When a severe deficiency of niacin occurs, the deficiency disease is called pellagra. Pellagra is characterized by the four Ds: diarrhea, dermatitis, dementia, and death.
Nicotinic acid has been used to lower blood cholesterol in large doses of 3000 mg or more per day. This has resulted in a lowering of the bad LDL (low density lipoprotein) cholesterol and also raises the good HDL (high density lipoprotein) cholesterol.
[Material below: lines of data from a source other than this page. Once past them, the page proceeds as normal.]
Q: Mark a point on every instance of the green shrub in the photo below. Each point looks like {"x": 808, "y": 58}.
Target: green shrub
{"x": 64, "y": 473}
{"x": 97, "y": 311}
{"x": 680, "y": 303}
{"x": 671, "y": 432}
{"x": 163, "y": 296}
The average diet supplies an adequate amount of niacin. Niacin is not stored in the body. Cooked whole grains, legumes, and seeds are preferred sources of niacin; enriched grains, mushrooms, leafy green vegetables, and nutritional yeast are other good sources. Pork, beef, chicken, fish, and dairy products are very high in niacin, but are also high in cholesterol. Niacin is somewhat heat-resistant and is not depleted with normal cooking. Niacin may, however, be leached into cooking water.
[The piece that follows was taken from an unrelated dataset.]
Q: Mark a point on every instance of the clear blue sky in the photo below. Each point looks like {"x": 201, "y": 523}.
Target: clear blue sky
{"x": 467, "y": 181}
The RDA for niacin is 16 mg for men and 14 mg for women. For the nicotinic acid form of niacin, the upper limit to avoid flushing is 35 mg per day.

Biotin
Biotin was originally referred to as vitamin H. Deficiency of biotin has been noted in prolonged intravenous feeding where biotin was omitted. The only other example of biotin deficiency is from long-term consumption of raw egg whites. Biotin can bind to avadin, a protein found in egg whites. Cooking inactivates this bond, so cooked egg whites do not bind biotin. Biotin is made by the bacteria living in healthy large intestines. The wall of the large intestine has a specialized process for the uptake of biotin. This may be one reason why biotin deficiency is so rare. The RDA for biotin is 30 mcg both for men and for women.